Invece Nispel ha preferito intraprendere una strada totalmente diversa: atteggiamento, questo, di certo non esecrabile a priori, ma i cui risultati, tuttavia, alla fine risultano essere del tutto fallimentari. Per nulla aiutato dallo script (del quale sembra non abbia vergato alcuna riga), il regista tedesco non ha trovato di meglio che giocare con la mdp, come a tentare di riempire un vuoto evidente, ma in un modo talmente rozzo che niente ha da spartire con una eventualmente già più apprezzabile brutalità. Se i primi venti minuti di proiezione scorrono portando con sé prospettive anche interessanti nella loro grossolana violenza di forma e contenuto, presto la programmaticità dell’operazione, la sua ripetitività diviene stancante e per nulla divertente, mostrando dietro di sé quella carenza di idee di cui si parlava inizialmente. Anche la facile tematica del passato che ritorna viene presa come pretesto per indicare l’unica meta che interessa ai realizzatori, ossia la vendetta da parte del protagonista, scelta questa che, invece che tratteggiare una strada percorribile anche da menti un minimo raffinate, rende tutto ancora più povero, poiché non riesce – e non vuole – astrarsi in un discorso più ampio, non riuscendo neanche ad arricchirsi di quell’immediato piacere che può essere dettato da un ’qui e ora’ fatto di pura fruizione spettacolare, a causa della ridondanza e dello scarso equilibrio tra le parti.

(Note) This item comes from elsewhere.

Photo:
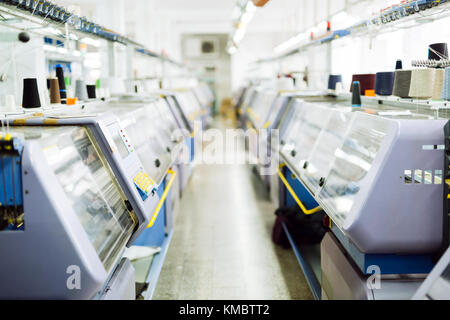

Tutto ciò per colpa anche di un cast non all’altezza, se si eccettuano Ron Perlman - la cui magnifica e amabile faccia sparisce fin troppo presto - e Rose McGowan, antagonista nei panni della strega Marique: la performance di quest’ultima è ammiccante e ironica, una villain ben più interessante che il Khalar Zym di Stephen Lang (suo padre nella finzione scenica), la cui recitazione è stata fin troppa affettata, convenzionale e poco incisiva. In questo modo ha perso di peso anche il rapporto di relazione tra i cattivi, un aspetto più intimo che sarebbe potutto essere un piccolo sostegno all’inutilmente roboante e da più parti traballante pellicola di Marcus Nispel.


CAST & CREDITS

(id.); Regia: Marcus Nispel; sceneggiatura: Thomas Dean Donnelly, Joshua Oppenheimer e Sean Hood (basata sul personaggio Conan creato da Robert E. Howard); fotografia: Thomas Kloss; montaggio: Ken Blackwell; musica: Tyler Bates; interpreti: Jason Momoa (Conan), Rachel Nichols (Tamara), Stephen Lang (Khalar Zym), Rose McGowan (Marique), Saïd Taghmaoui (Ela-Shan), Ron Perlman (Corin), Leo Howard (Conan da bambino); produzione: Millennium Films, NU Image Films, Paradox Entertainment; distribuzione: 01 Distribution; origine: USA, 2011; durata: 105’; web info: sito ufficiale.